“Apasionado” – SARASATE: Zigeunerweisen, Op. 20; LALO: Symphonie Espagnole in D Major, Op. 21; SARASATE: Romanza Andaluza, Op. 22; RAVEL: Tzigane; BIZET/WAXMAN: Carmen Fantasy – Ning Feng, violin / Orquestra Sinfónica del Principado del Asturias / Rossen Milanov – Channel Classics CCS 37916, 72:07 (4/1/16) ****:
Apasionado or purely virtuoso, these works deliver violinistic fireworks by the carload.
So far in his recording career, Chinese violinist Ning Feng has tackled only a couple of the warhorses of the violin repertoire, namely the Bruch and Tchaikovsky concertos. With the current recording, he adds a once-popular concerto to his catalog. As the name of Édouard Lalo’s work implies, it combines elements of concerto, symphony, and symphonic suite in a unique manner. With its Spanish flavor, colorful orchestration, and varied emotional palette, it should still be a crowd pleaser but is heard rarely in the concert hall these days—and rarely recorded. In fact, except for remastered recordings by violinists past such as Isaac Stern, this seems to be the only SACD version currently available.
It’s a very recommendable version, too, one that captures the wide-ranging landscape of the piece, from the fiery opening through the operatic drama of the Andante to the ebullience of the Scherzando second movement and finale. Feng’s performance is fully engaged, while the Spanish orchestra seems to relish Lalo’s masterly imitation of Iberian musical gestures. (Then again, the Spanish musical idiom was a natural for Lalo, who, though born in northernmost France, came from a family of Spanish military men.)
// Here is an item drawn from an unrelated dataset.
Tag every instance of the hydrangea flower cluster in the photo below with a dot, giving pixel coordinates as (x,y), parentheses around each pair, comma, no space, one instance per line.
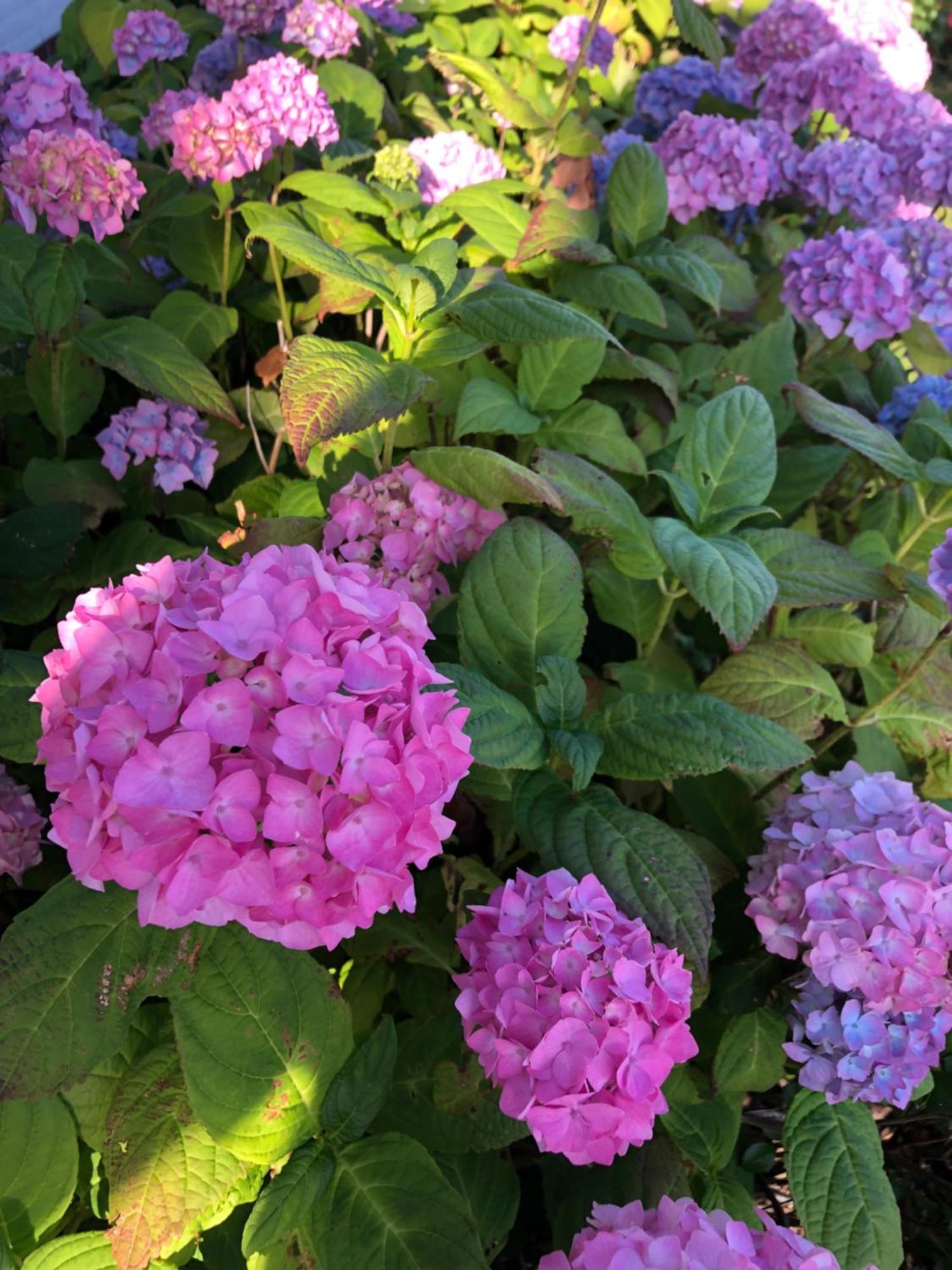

The other works are the kind of short virtuoso vehicles with which violin soloists filled out their programs in earlier times. Rarely programmed nowadays, they still retain their popularity with armchair audiences. Pablo de Sarasate’s Zigeunerweisen (“Gypsy Airs”) uses genuine gypsy melodies, beginning with a long-breathed, melancholy tune that the solo violin embellishes, swooping from the lowest to the highest register, and ending with a fiery czárdás—a melody Liszt had earlier cribbed for one of his Hungarian Rhapsodies (No. 13).
It’s appropriate that the disc include a take on gypsy music from a Frenchman, one with roots in the Basque region near the Spanish border. Ravel’s Tzigane is broadly imitates the style of gypsy music, though unlike Sarasate’s work it contains no authentic gypsy melodies. However, like Sarasate’s work, it is an endurance test for the violinist—even more so, as the solo violin must navigate mine fields of quick pizzicato passages, as well as sing sweetly through long stretches of harmonics.
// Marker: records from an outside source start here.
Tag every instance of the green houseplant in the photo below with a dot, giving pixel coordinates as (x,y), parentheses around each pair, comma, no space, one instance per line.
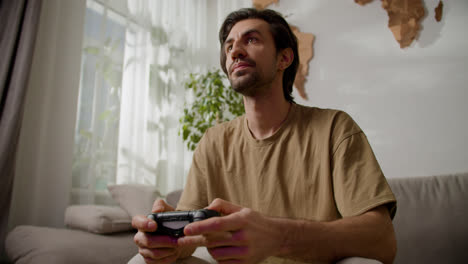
(214,102)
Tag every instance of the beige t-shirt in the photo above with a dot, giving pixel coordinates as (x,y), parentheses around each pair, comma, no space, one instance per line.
(318,166)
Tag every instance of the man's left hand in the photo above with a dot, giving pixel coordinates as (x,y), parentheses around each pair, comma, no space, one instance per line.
(241,235)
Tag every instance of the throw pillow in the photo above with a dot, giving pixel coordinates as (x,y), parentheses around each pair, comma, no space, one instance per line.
(98,219)
(136,199)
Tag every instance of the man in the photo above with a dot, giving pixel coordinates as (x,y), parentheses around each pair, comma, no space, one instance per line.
(293,183)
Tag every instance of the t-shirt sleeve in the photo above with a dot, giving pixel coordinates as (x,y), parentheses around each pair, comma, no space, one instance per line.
(194,195)
(359,184)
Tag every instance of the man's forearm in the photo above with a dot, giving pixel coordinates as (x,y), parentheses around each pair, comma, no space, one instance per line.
(369,235)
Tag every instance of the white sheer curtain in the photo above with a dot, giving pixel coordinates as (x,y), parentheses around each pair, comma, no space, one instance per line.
(159,44)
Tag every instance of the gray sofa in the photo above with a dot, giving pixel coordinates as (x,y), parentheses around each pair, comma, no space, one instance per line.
(429,224)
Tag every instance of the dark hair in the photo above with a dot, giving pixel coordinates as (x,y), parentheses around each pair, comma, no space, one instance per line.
(282,35)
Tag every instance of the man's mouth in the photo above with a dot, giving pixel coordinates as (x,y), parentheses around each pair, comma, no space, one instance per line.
(242,65)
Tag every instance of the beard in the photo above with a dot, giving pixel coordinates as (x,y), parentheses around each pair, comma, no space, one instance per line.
(245,83)
(250,83)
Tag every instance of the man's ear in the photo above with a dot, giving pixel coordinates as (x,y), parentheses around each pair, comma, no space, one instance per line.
(286,57)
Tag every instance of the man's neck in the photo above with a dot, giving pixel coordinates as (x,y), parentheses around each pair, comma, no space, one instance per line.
(266,114)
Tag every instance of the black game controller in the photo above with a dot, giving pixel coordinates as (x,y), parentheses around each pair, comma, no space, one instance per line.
(173,223)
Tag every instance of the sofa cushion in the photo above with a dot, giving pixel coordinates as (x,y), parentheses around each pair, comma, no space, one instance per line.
(32,244)
(136,199)
(98,219)
(430,222)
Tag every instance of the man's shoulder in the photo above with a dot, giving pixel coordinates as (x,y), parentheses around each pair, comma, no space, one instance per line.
(322,115)
(225,130)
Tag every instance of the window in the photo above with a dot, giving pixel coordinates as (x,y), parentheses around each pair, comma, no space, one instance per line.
(136,56)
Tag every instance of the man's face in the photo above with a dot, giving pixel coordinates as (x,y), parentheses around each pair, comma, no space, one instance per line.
(251,57)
With Romanza Andaluza, Sarasate returns to home turf. It’s a piece with a sleepy, lilting rhythm; fireworks aren’t called for here. Instead, the violin comments on the tune, maintaining a songful demeanor, though of course the soloist gets to show off his or her command of a variety of techniques from challenging double stops to high harmonics.
One review I read of this recording groused that Franz Waxman’s Carmen Fantasy is dull and foursquare compared to Sarasate’s better-known fantasy, which should have been included on the program instead. However, if you’re like me, you’ll be happy to hear something other than the same old same old. As it turns out, Waxman’s piece is anything but dull and manages to erect new hurdles in the soloist’s path. The Fantasy is an expansion of a piece included in the 1946 film Humoresque, starring John Garfield as a concert violinist. Jascha Heifetz requested the expanded version and thus gave violinists a well-constructed virtuoso vehicle that starts, as it must, with the pomp of the March of the Toreadors, segues to Carmen’s Habanera, L’amour est une oiseau rebelle, and ends with the Gypsy Song from Act 2. Waxman manages to work some interesting counterpoint into the finale, along with the usual virtuoso gambit for the soloist.
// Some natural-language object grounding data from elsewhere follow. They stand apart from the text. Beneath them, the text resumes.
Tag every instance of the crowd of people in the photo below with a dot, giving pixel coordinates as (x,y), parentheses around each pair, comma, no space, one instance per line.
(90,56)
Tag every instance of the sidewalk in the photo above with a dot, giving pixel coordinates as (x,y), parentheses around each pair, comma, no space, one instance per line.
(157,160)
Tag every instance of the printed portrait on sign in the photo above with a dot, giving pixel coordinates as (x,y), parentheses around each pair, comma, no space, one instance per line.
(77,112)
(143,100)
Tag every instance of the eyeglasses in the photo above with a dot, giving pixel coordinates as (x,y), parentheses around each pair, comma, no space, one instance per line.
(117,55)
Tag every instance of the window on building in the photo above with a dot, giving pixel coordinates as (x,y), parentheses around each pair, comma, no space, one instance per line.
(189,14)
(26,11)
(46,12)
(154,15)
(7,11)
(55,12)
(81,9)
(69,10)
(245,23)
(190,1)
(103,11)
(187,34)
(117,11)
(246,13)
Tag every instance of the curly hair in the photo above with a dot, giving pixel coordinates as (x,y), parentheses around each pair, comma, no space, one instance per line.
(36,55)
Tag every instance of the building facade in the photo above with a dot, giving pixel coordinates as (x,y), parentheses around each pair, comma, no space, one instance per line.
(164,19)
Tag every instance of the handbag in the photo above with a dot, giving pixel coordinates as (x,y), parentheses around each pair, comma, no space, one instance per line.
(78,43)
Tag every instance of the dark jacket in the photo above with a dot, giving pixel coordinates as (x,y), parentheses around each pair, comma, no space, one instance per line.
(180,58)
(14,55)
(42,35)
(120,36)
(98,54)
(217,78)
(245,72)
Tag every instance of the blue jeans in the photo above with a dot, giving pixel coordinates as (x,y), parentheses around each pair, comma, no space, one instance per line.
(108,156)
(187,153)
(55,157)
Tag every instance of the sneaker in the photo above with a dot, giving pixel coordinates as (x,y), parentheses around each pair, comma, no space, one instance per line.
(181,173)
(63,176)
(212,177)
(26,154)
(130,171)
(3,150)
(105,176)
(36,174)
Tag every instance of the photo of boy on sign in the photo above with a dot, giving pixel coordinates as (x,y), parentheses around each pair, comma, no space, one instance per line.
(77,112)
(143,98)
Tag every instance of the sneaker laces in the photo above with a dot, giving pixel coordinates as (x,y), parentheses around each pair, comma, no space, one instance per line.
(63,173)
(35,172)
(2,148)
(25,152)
Ning Feng delivers all these demanding works with the fire, ice, and sugar, in different measures, that they require. His technique is beyond cavil, of course, but he also plays with a purity and sweetness of tone rare among the current crop of virtuosi, as far as I’m concerned. And it’s good to hear from Rossen Milanov again, onetime assistant conductor of my hometown band, the Philadelphia Orchestra. The convergence of Eastern European conductor and Spanish orchestra certainly nails down both musical strains in this program, providing properly atmospheric support to Feng’s virtuoso fiddling. Bright, open SACD sound—with ample bass and very present percussion—helps to seal the deal on this entertaining survey of violin showpieces.